As a thirteen year old girl, Francesca DeVito had no idea the heartache that September 11, 2001, would bring. On this 20th Anniversary of 9/11, we as a nation pause to reflect on that horrific day. But for Francesca it is yet another year to relive the childhood loss of her father, police Lieutenant Robert Cirri, who died saving others when the North Tower collapsed.
I have known Francesca for a few years and I knew part of her story, but I didn’t know it all. I didn’t know her father defied orders and went back in to save a trapped woman. I didn’t know that she spent years blaming God for taking her father, and I didn’t know that her last words to her father were “I hate you,” because he had grounded her. I had to know how she got past that and where she is with all of this today, twenty years later at 33.
This is her story!
If you can’t commit to watching the video right now I get it but there is one important thing I had to know. Maybe you have even found yourself wondering the same thing. I asked Francesca if people remembering 9/11 and celebrating the anniversaries was painful because it forced her to relive the worst event of her life or was it healing because her dad and his sacrifice was not forgotten?

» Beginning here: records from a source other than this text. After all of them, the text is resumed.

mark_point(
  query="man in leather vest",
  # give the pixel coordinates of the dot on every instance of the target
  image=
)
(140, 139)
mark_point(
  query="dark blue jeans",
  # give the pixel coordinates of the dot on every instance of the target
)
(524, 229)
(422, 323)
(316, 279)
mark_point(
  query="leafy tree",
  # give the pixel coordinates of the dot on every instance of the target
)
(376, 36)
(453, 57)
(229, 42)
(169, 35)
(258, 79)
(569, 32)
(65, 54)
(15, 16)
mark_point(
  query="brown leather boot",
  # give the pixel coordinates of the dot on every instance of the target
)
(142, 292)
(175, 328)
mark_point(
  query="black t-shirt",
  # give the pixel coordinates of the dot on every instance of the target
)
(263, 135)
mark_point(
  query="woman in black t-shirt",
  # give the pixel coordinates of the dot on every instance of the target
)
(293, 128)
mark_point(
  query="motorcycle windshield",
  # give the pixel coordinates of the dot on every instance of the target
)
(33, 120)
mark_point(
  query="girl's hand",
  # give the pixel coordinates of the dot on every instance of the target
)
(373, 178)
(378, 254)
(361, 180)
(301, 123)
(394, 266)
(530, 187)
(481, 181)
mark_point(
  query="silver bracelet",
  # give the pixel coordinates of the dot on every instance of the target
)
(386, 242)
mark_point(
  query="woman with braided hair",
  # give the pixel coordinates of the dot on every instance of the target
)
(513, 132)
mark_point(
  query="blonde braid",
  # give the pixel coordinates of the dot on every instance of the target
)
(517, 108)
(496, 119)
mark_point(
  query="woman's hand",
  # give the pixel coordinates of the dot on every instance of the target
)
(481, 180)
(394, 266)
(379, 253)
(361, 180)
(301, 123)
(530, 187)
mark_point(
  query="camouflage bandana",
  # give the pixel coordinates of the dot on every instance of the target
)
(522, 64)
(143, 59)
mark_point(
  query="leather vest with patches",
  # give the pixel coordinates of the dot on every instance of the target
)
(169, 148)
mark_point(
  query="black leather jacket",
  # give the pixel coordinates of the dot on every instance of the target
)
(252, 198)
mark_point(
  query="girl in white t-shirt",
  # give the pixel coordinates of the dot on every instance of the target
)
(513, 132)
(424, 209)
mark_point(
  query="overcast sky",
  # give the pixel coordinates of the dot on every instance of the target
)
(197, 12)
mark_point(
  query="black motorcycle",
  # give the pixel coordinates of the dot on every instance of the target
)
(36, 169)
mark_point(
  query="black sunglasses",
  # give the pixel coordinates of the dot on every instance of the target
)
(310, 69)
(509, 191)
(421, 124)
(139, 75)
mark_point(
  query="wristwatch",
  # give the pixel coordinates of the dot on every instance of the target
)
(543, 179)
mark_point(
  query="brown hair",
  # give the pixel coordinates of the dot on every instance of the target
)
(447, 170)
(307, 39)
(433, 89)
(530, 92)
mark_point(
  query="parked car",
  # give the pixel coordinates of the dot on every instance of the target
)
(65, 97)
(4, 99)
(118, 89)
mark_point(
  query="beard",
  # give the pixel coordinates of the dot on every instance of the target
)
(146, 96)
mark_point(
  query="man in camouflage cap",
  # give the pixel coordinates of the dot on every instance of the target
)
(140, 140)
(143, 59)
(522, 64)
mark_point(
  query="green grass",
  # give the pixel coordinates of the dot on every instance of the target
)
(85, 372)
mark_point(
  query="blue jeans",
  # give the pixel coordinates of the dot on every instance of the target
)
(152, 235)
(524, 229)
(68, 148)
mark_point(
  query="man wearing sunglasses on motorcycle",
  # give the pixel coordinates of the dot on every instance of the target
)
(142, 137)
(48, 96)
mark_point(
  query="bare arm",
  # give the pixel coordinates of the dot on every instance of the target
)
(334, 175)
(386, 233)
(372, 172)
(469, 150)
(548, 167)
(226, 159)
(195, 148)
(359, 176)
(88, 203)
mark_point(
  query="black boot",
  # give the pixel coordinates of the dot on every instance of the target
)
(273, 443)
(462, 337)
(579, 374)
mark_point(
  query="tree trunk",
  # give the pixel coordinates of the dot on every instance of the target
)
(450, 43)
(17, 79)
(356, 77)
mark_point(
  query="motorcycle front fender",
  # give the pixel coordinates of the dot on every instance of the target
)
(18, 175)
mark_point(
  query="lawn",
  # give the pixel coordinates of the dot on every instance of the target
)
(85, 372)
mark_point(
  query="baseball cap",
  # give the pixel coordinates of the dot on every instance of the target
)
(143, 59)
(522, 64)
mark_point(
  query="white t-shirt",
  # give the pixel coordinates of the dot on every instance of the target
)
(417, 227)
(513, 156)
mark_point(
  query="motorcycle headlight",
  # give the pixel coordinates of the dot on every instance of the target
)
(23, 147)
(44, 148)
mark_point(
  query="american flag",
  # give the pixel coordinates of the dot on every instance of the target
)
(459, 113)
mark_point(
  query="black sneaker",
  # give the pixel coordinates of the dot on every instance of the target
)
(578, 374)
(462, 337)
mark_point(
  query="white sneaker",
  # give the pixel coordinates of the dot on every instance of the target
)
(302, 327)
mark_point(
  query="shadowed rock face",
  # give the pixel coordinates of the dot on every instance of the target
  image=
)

A little of both. Not many people lose a parent the way I did. Not many people, when your dad passes away in a car accident or cancer, has it replayed every year on TV. It’s legitimate emotional torture.
I don’t turn the TV on that day, but I try to use it as a time to honor him. I try to turn it into a positive like he always would.
If his story, especially in the climate of the world with how some people view police officers, if I could give a humanized version of what’s really behind the badge and bring people closer to Jesus, if I can use my pain for a purpose that unites people and bring people closer together, I think that’s the best way I can honor him.